Он поглядел на меня с сомнением и еще несколько минут пробовал починить ящик.
Остальную дорогу до дому мы ехали молча. Мы много думали друг о друге, но вопросов не задавали. Корнет был надежно упрятан обратно в футляр, но я продолжал ощущать его присутствие, точно он был живым существом. Его золото и изящество длились, преображая день, сообщая пыльным полям отблески своего сверкания. И я ощущал уверенность, сопричастность. В окружающем мире вдруг появилась сила, течение, неотвратимость, захлестнувшая и меня. О чем меня будут спрашивать, когда мы приедем домой, как трудно будет им втолковать, что верный старый Алмаз в самом деле шарахнулся и понес, — такие мелочи меня уже не тревожили. Отныне этот незнакомец с тонкими белыми руками, этот блестящий корнет, которого я даже еще не слышал, прочно и надолго сделались моим достоянием.
Моя мать встретила Филипа учтиво, но не более того.
— Вещи свои снеси в амбар, — сказала она ему, — а мыться приходи сюда. Ужинать будем примерно через час.

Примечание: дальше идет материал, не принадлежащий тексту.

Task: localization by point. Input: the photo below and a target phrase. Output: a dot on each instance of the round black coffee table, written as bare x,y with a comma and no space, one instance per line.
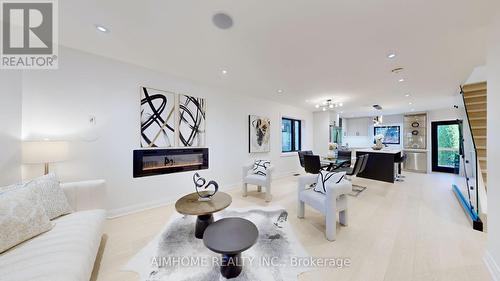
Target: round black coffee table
230,237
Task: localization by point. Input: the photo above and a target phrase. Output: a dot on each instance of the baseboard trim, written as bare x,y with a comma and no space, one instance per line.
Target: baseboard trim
492,266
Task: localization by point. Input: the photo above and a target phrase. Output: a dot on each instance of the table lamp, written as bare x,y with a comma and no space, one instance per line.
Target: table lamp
44,152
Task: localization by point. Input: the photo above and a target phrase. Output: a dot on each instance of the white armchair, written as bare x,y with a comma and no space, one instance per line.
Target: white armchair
328,204
258,180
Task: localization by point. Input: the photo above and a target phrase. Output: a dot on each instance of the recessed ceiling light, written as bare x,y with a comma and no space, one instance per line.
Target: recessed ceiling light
101,28
222,20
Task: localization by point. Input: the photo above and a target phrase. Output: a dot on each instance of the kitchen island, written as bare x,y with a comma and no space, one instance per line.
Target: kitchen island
381,164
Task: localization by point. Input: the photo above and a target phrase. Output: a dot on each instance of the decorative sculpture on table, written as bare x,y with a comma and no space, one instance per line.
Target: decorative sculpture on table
332,149
378,142
199,183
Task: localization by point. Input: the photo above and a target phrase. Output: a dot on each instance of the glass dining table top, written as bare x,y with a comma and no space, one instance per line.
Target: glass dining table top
335,161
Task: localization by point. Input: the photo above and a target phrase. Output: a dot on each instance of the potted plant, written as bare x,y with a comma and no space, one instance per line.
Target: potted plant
378,142
332,148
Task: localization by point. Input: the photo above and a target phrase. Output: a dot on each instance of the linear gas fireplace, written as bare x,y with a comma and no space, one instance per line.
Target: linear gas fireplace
150,162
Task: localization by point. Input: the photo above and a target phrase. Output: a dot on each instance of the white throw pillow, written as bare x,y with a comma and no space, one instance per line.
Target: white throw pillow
327,179
51,194
260,167
22,216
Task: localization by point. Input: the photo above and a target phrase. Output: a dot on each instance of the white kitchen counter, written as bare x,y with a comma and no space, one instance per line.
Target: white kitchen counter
385,150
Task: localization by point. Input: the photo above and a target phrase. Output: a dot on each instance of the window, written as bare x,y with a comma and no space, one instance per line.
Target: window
290,135
390,133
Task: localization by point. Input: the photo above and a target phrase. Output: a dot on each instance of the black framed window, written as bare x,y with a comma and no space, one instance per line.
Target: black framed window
291,135
391,134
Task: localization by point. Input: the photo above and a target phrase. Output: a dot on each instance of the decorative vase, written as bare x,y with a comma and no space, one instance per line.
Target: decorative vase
330,154
378,145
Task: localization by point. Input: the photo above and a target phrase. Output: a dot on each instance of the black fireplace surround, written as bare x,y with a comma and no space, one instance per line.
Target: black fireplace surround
151,162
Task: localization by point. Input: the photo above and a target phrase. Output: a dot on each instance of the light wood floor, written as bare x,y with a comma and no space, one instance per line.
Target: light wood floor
413,230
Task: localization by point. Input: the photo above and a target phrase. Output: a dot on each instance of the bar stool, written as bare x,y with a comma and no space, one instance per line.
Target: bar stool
399,162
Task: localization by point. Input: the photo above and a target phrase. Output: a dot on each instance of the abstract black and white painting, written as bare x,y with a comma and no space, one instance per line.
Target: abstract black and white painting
157,118
191,121
259,130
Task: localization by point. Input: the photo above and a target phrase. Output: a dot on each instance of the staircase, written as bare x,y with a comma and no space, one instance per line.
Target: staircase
475,97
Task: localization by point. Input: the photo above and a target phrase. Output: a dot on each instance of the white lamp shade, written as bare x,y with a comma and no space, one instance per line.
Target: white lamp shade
36,152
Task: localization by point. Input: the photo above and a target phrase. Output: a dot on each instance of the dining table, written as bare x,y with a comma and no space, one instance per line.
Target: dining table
334,163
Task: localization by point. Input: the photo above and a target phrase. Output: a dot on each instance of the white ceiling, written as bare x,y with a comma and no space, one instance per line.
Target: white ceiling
310,48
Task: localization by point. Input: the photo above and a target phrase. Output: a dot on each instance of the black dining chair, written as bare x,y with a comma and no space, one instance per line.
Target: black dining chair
353,171
312,164
345,154
399,161
359,167
301,156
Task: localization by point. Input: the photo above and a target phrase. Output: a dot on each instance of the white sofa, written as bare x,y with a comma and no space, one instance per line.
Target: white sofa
328,204
68,251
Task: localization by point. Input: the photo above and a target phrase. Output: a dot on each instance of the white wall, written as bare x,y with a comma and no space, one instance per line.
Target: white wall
493,254
479,74
10,127
57,104
359,131
321,132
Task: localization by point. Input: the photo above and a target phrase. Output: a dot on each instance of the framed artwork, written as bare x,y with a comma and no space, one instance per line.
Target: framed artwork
157,118
192,121
391,134
259,132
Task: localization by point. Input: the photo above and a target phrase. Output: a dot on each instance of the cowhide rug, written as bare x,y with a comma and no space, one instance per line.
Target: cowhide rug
176,254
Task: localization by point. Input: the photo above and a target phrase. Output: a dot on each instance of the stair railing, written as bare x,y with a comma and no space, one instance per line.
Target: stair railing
472,210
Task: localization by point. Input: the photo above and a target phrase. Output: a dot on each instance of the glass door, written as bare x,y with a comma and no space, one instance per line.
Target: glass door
446,150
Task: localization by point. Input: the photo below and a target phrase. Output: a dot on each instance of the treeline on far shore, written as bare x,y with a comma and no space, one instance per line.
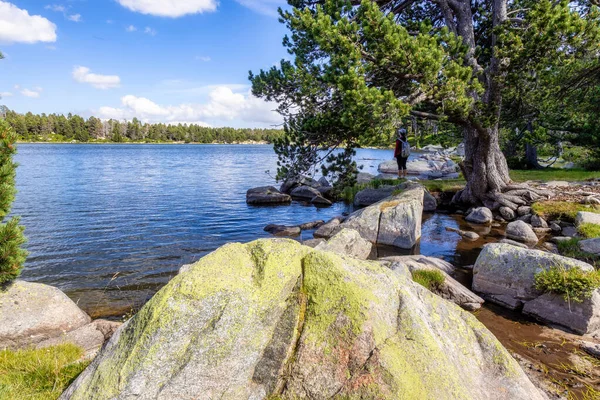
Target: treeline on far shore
74,128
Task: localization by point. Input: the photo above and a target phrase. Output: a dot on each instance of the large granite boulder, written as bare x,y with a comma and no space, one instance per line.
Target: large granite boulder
347,242
32,312
266,195
275,319
394,221
505,274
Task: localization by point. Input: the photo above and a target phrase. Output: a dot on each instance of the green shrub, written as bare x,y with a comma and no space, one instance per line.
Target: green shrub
573,284
12,256
429,278
589,231
39,373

Неуютный это был ужин. Отец с матерью все смотрели на Филипа и переглядывались. Я рассказал им про корнет и что выкинул Алмаз, и они слушали с каменными лицами. Мать проговорила каким-то ненатуральным голосом:
— Не помню, чтобы у нас на уборке когда-нибудь работал музыкант. Но копнить ты, надеюсь, умеешь?
Я умоляюще посмотрел на Филипа, и ради меня он соврал:
— Да, прошлый год копнил. Завтра, может быть, волдыри вскочат, но потом руки загрубеют.
— А вообще-то ты на земле не работаешь? — спросил отец.
И Филип ответил:
— Вообще-то нет.
Наступило неловкое молчание, и я попробовал встать на его защиту:
— Он играет на корнете в оркестре. С тех пор как был в моих годах. Вот он кем работает.
Они опять переглянулись. Молчание длилось.
Я подумал, не предложить ли им, чтобы Филип принес корнет в дом и поиграл нам, а я мог бы подыграть ему на рояле, но в нашу благопристойно плюшевую гостиную допускались только сугубо благопристойные гости, такие, как миссис Уиггинс или пастор, и к концу ужина мне уже было ясно, что, по мнению моей матери, Филип со своим корнетом не заслужил такой чести.
Поэтому я промолчал и, когда он отужинал, не пошел провожать его в амбар. Не успел он выйти из комнаты, как отец накинулся на меня:
— Говорил я тебе, чтобы спросил Дженкинса? Говорил я тебе, что работник мне нужен рослый, крепкий?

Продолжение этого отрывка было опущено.